Kaivalya
Toronto
The Secret Supper by Javier Sierra — 2 years ago
Master Leonardo, standing in the thrid row of the platform, kept a keen eye on everything and, from time to time, scribbled mysterious jottings in one of the notebooks he always carried with him. It seemed to me that he paid the same attention to the faces in the crowd as he did to the sound of Santa Maria’s organ, or to fluttering banners of different groups in attendance. Someone had told me that the previous afternoon he had fallen into ecstatic contemplation over the flight of four hundred pigeons released in the Piazza del Duomo, and that he had listened with rapt delight to the cannon blasts from the city walls that the papal nuncio had ordered in honor of the late dutchess. For Leonardo, everything merited attention, everything held within itself traces of the secret science of life. (page 135)
If the entire book reflected the quote above, I would have been entranced by this book. Sadly, it did not. The book is not about Leonardo Davinci so much as about a minor fictional figure named Father Agostino, a Papal Inquisitor who is investigating the possible heresy of use of symbols in Leonardo’s work.

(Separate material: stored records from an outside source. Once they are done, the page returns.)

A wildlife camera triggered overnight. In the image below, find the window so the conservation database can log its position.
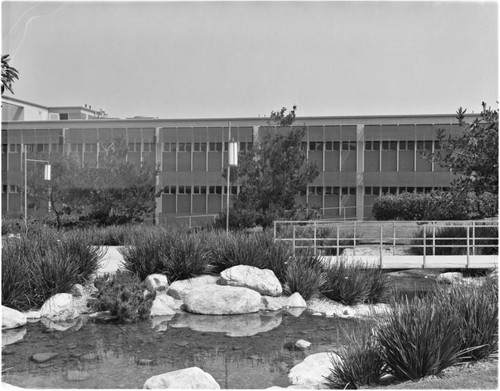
[85,143,97,152]
[9,144,21,153]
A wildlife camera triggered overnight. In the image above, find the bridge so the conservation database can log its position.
[274,219,498,269]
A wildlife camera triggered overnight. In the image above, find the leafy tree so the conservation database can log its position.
[2,54,19,95]
[426,102,498,194]
[219,106,319,228]
[28,139,159,228]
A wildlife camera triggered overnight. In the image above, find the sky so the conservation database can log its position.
[2,1,498,118]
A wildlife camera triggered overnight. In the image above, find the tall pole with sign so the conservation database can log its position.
[226,122,238,235]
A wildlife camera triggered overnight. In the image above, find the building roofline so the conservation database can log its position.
[2,113,480,125]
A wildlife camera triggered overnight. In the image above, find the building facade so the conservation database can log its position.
[2,97,461,224]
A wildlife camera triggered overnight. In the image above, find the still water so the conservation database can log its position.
[2,310,370,389]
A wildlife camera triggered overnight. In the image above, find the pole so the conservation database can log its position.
[23,144,28,233]
[226,122,231,236]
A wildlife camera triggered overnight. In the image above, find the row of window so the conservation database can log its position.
[163,185,238,194]
[2,140,441,153]
[365,186,449,196]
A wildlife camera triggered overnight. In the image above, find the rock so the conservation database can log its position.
[144,274,168,292]
[295,339,311,350]
[150,295,175,317]
[151,315,174,332]
[184,285,261,315]
[285,292,307,308]
[2,306,27,330]
[261,296,283,311]
[167,276,219,300]
[170,313,282,337]
[142,367,220,390]
[40,293,78,320]
[288,353,340,390]
[436,272,464,284]
[69,284,85,297]
[220,265,282,296]
[2,327,26,348]
[23,311,42,322]
[64,369,90,382]
[31,352,59,364]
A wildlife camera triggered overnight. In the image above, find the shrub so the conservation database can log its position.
[435,278,498,360]
[284,255,326,300]
[93,271,155,322]
[163,233,211,281]
[120,228,173,280]
[2,230,101,310]
[411,226,498,255]
[376,295,462,380]
[320,262,390,305]
[325,333,385,389]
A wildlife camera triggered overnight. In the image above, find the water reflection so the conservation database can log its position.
[2,311,367,389]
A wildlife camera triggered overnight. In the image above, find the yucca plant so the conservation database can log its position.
[324,332,386,389]
[376,295,464,380]
[284,255,326,300]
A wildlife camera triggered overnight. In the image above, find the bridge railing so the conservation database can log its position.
[274,219,498,267]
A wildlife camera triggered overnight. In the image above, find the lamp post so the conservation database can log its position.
[24,144,52,232]
[226,122,238,235]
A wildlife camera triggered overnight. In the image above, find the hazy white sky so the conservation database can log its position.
[2,1,498,118]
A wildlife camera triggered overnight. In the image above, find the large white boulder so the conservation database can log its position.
[184,285,261,315]
[167,276,219,300]
[40,293,78,320]
[285,292,307,308]
[2,306,27,330]
[144,274,168,292]
[220,265,282,296]
[169,313,283,337]
[288,353,340,390]
[142,367,220,390]
[150,294,175,317]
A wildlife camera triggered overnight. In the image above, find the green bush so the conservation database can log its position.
[410,226,498,255]
[163,233,211,282]
[320,262,390,305]
[435,278,498,360]
[2,230,101,310]
[120,228,173,280]
[93,271,155,322]
[325,333,385,389]
[284,255,326,300]
[376,295,463,380]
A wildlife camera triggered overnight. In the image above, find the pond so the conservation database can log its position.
[2,309,371,389]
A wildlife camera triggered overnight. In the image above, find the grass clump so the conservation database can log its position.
[93,271,155,322]
[320,262,390,305]
[2,230,102,311]
[376,296,463,380]
[284,255,326,300]
[325,333,386,389]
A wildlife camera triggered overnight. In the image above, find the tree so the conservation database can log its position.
[28,139,159,228]
[426,102,498,195]
[2,54,19,95]
[220,106,319,228]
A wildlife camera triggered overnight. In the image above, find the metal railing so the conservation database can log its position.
[274,219,498,267]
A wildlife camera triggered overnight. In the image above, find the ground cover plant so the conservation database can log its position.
[92,271,155,322]
[325,333,386,389]
[2,229,102,310]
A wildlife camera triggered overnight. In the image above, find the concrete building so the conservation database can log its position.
[2,98,461,224]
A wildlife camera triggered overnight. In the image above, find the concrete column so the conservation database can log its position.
[356,125,365,224]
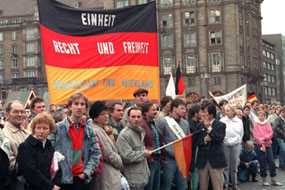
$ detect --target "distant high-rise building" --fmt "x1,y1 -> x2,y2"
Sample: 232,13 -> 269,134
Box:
262,34 -> 285,105
262,40 -> 280,104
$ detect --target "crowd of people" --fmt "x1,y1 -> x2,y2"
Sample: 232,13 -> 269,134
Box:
0,89 -> 285,190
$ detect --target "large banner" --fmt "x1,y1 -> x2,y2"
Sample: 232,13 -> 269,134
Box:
38,0 -> 159,104
209,85 -> 247,106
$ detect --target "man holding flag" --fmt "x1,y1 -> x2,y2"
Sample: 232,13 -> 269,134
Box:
157,99 -> 190,190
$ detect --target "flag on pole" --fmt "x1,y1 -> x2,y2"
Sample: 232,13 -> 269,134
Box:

In the media, this book was presented as a smarter alternative to The Davinci Code. Frankly, I liked The Davinci Code better and I’m not a great fan of Dan Brown.
The book is a foggy chaos of poorly developed characters, a scattered and complicated plot and vague details which, for the most part, went right over my head. The premise is fascinating but it ultimately fell flat. It didn’t help that I actively disliked the main character and found the author’s depiction of the ‘spiritual life’ of the monks of Santa Maria to be pretty bleak.
One positive observation: The author positively bashes the Catholic Church and everything it stands for. I enjoyed this angle of the book and the various historical elements.
But overall, the book fell flat for me. How much did I hate this book? I didn’t even finish it. I had a mere two more chapters to go and I just couldn’t do it.